The communities of Eeyou Istchee are the most affluent First Nations towns and villages in Canada, because of the James Bay Northern Quebec Agreement (JBNQA). In the 1970s the first Grand Council of the Crees, led by Grand Chief Billy Diamond, packed very non-traditional clothing in their suitcases and said goodbye to their families. In Montreal, they created quite a vision walking shoulder-to-shoulder down the city street to the courthouse in their new business suits. Tall, dark and strikingly handsome men, their long shining hair flapping in the wind. They were there to make an agreement with the Canadian government that would allow the damming of seven of their rivers in order to produce hydro-electric power. This agreement would be sustainable, to lay the foundation for a successful future for the people of Eeyou Istchee.
As a result, when you go to Nemaska, Mistissini and Waskaganish – a historic spot in Canada’s history where the first Hudson’s Bay fur trading post is clearly marked – you see for the most part tidy little modern homes, expensive trucks and well-dressed people. They have the money to travel ‘down south’ to shop for the things the rest of us take for granted. They are well-connected with high-speed Internet, and cable TV.
The remoteness of the communities, however, is stark. Especially in winter, when the bitter wind makes it too cold to spend a lot of time outside. If you spend a few days you will inevitably encounter a hint of what happens in the truly desperate First Nations communities in Canada.
In places like Attawapiskat this year, many will not have the heart to go on their traditional spring goose hunt. They won’t be able to pack up their things and take their families to their hunt camps for two weeks, as they have every year since time immemorial. Because an illness has descended upon their village, and it is insidious. Pervasive. They don’t know where it will strike next. Children and young people are making suicide pacts, in an attempt to draw the country’s attention to their desperate need.
The people of Attawapiskat need far more than a month’s worth of intensive medical attention by a few psychologists and nurses. Clean running water, warm, adequate housing and functional toilets would be a good start.

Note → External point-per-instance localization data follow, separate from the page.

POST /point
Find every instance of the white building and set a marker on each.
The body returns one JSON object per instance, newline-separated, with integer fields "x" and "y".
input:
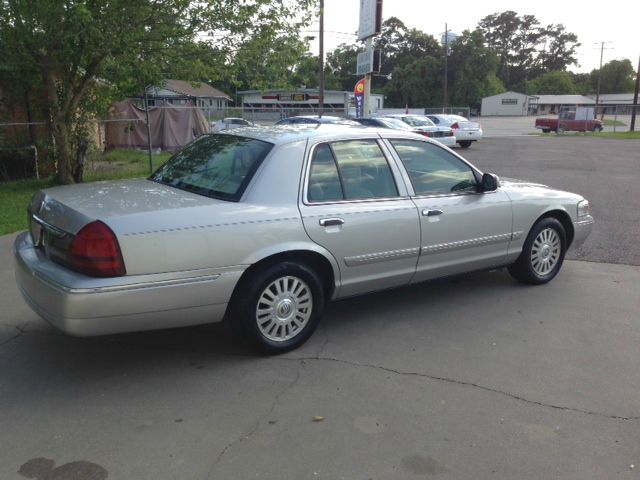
{"x": 506, "y": 104}
{"x": 305, "y": 101}
{"x": 551, "y": 104}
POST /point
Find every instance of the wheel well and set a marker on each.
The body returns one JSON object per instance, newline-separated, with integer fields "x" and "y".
{"x": 313, "y": 260}
{"x": 564, "y": 218}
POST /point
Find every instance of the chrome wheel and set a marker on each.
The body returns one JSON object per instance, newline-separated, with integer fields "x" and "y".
{"x": 284, "y": 308}
{"x": 545, "y": 251}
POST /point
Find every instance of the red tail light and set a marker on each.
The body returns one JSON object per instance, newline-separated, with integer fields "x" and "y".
{"x": 95, "y": 251}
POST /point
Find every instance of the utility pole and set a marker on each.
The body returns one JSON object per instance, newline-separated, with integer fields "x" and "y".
{"x": 635, "y": 100}
{"x": 600, "y": 75}
{"x": 321, "y": 72}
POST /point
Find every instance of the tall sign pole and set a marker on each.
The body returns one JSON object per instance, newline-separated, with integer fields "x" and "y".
{"x": 321, "y": 72}
{"x": 370, "y": 26}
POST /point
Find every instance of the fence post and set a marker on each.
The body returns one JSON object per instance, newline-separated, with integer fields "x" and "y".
{"x": 146, "y": 111}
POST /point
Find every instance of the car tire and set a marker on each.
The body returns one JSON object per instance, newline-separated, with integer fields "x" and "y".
{"x": 278, "y": 308}
{"x": 542, "y": 254}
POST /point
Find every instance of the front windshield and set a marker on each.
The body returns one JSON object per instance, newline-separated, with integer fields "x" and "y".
{"x": 418, "y": 121}
{"x": 218, "y": 166}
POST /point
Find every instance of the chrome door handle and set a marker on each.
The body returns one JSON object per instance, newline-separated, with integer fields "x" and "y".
{"x": 327, "y": 222}
{"x": 431, "y": 213}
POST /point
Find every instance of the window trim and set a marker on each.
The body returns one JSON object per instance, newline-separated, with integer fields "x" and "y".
{"x": 407, "y": 179}
{"x": 396, "y": 174}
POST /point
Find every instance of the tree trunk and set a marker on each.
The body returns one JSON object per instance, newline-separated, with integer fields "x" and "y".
{"x": 63, "y": 151}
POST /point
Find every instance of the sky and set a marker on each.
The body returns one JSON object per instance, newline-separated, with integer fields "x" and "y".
{"x": 593, "y": 23}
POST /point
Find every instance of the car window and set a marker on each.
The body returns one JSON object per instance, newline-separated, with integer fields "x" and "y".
{"x": 218, "y": 166}
{"x": 364, "y": 170}
{"x": 433, "y": 170}
{"x": 350, "y": 170}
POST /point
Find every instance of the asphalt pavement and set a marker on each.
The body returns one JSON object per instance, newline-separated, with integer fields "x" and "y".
{"x": 474, "y": 377}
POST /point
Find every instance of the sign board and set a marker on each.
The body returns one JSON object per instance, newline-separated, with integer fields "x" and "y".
{"x": 365, "y": 62}
{"x": 370, "y": 18}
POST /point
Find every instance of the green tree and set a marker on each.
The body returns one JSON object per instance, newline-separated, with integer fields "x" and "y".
{"x": 618, "y": 76}
{"x": 472, "y": 70}
{"x": 74, "y": 49}
{"x": 552, "y": 83}
{"x": 525, "y": 48}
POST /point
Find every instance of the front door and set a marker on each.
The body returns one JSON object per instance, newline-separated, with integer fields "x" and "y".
{"x": 462, "y": 230}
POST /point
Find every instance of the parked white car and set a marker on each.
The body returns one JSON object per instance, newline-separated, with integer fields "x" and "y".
{"x": 422, "y": 125}
{"x": 464, "y": 130}
{"x": 230, "y": 122}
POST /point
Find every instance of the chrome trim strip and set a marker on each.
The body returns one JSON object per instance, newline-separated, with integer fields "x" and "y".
{"x": 46, "y": 225}
{"x": 462, "y": 244}
{"x": 128, "y": 287}
{"x": 380, "y": 257}
{"x": 583, "y": 223}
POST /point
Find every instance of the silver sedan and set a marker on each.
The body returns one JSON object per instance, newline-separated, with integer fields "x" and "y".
{"x": 263, "y": 226}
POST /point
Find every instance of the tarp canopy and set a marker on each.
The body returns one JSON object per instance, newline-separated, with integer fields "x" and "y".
{"x": 172, "y": 127}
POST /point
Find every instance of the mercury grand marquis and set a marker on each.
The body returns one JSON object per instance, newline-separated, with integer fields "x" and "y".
{"x": 263, "y": 226}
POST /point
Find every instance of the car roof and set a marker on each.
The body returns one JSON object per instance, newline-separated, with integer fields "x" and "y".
{"x": 283, "y": 134}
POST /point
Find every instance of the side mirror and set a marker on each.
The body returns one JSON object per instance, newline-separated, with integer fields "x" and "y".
{"x": 489, "y": 182}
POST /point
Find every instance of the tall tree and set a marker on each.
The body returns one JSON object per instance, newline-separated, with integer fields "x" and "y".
{"x": 77, "y": 47}
{"x": 525, "y": 48}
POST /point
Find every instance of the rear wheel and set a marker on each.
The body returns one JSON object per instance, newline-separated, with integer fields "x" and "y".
{"x": 278, "y": 308}
{"x": 542, "y": 254}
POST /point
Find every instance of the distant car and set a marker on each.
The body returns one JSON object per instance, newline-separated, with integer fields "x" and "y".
{"x": 315, "y": 120}
{"x": 422, "y": 125}
{"x": 263, "y": 226}
{"x": 464, "y": 130}
{"x": 230, "y": 122}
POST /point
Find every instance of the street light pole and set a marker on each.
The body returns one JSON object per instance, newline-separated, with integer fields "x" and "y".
{"x": 321, "y": 72}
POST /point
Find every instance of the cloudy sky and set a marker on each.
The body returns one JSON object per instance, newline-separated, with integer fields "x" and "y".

Yes, I know the problems in our native communities run deep and will take more than simple infrastructure investment to fix. But we have to start somewhere. It just isn’t right that this is happening in our country. I imagine how the people in our remote communities feel when they hear we are bringing in tens of thousands of refugees and giving them a new life. It is the Canadian way, to help others in need.  Every human being deserves the necessities of life.  Once they have those basic things, we can look at the bigger picture.